By digoal
create table aa (id int, c1 int, c2 int, c3 int[], c4 timestamp);
insert into aa select generate_series(1,10000000), random()*100, random()*1000, array[(random()*100)::int, (random()*1000)::int], clock_timestamp();
create index idx_c3 on aa using gin (c3);
create index idx_c4 on aa (c4);
explain (analyze,verbose,timing,costs,buffers) select * from aa where c3 @> array[-1] order by c4 desc limit 10 offset 320;
The statistics are not generated, so the database selects an incorrect execution plan (for example, the GIN index is not used) and uses the c4 sorting index, resulting in a slowdown.

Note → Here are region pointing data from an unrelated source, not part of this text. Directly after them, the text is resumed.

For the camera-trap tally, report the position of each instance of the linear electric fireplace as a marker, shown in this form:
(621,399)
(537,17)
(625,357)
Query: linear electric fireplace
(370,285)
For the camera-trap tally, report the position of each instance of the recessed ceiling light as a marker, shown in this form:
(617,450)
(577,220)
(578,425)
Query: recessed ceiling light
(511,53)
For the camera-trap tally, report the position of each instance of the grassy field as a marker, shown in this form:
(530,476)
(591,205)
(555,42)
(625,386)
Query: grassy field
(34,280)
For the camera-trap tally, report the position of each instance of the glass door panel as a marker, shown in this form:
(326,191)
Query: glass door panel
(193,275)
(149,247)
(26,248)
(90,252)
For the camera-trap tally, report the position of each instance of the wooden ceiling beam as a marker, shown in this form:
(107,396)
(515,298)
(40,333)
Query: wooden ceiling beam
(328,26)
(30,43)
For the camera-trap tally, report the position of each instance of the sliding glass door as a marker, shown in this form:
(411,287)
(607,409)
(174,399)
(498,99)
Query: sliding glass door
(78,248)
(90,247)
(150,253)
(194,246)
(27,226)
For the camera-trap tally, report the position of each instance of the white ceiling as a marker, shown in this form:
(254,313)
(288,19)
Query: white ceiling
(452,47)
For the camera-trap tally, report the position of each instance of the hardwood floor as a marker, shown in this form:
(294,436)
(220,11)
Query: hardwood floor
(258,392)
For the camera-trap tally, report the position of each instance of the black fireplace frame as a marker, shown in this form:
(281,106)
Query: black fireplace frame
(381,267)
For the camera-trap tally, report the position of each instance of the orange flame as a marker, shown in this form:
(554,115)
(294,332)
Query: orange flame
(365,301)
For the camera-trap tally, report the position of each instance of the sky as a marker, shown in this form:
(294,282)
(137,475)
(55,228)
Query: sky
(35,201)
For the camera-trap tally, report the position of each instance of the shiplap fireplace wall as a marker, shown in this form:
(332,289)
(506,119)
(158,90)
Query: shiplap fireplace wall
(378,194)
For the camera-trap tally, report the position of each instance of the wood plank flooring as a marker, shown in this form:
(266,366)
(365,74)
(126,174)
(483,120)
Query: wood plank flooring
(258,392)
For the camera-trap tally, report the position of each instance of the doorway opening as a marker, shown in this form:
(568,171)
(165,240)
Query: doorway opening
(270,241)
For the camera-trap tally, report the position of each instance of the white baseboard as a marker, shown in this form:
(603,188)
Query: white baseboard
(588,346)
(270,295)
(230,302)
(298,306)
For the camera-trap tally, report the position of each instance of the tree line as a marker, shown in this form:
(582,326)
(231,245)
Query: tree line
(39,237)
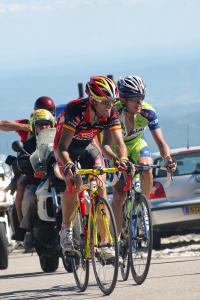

postgres=> select * from pg_stats where attname='c4' and tablename='aa';
schemaname | tablename | attname | inherited | null_frac | avg_width | n_distinct | most_common_vals | most_common_freqs | histogram_bounds | correlation | most_common_elems | most_common_elem_
freqs | elem_count_histogram
------------+-----------+---------+-----------+-----------+-----------+------------+------------------+-------------------+------------------+-------------+-------------------+------------------
------+----------------------
(0 rows)
postgres=> select * from pg_stats where attname='c3' and tablename='aa';
schemaname | tablename | attname | inherited | null_frac | avg_width | n_distinct | most_common_vals | most_common_freqs | histogram_bounds | correlation | most_common_elems | most_common_elem_
freqs | elem_count_histogram
------------+-----------+---------+-----------+-----------+-----------+------------+------------------+-------------------+------------------+-------------+-------------------+------------------
------+----------------------
(0 rows)
postgres=> explain (analyze,verbose,timing,costs,buffers) select * from aa where c3 @> array[-1] order by c4 desc limit 10 offset 320;
QUERY PLAN
-------------------------------------------------------------------------------------------------------------------------------------------------
Limit (cost=2039.27..2102.98 rows=10 width=52) (actual time=2382.421..2382.421 rows=0 loops=1)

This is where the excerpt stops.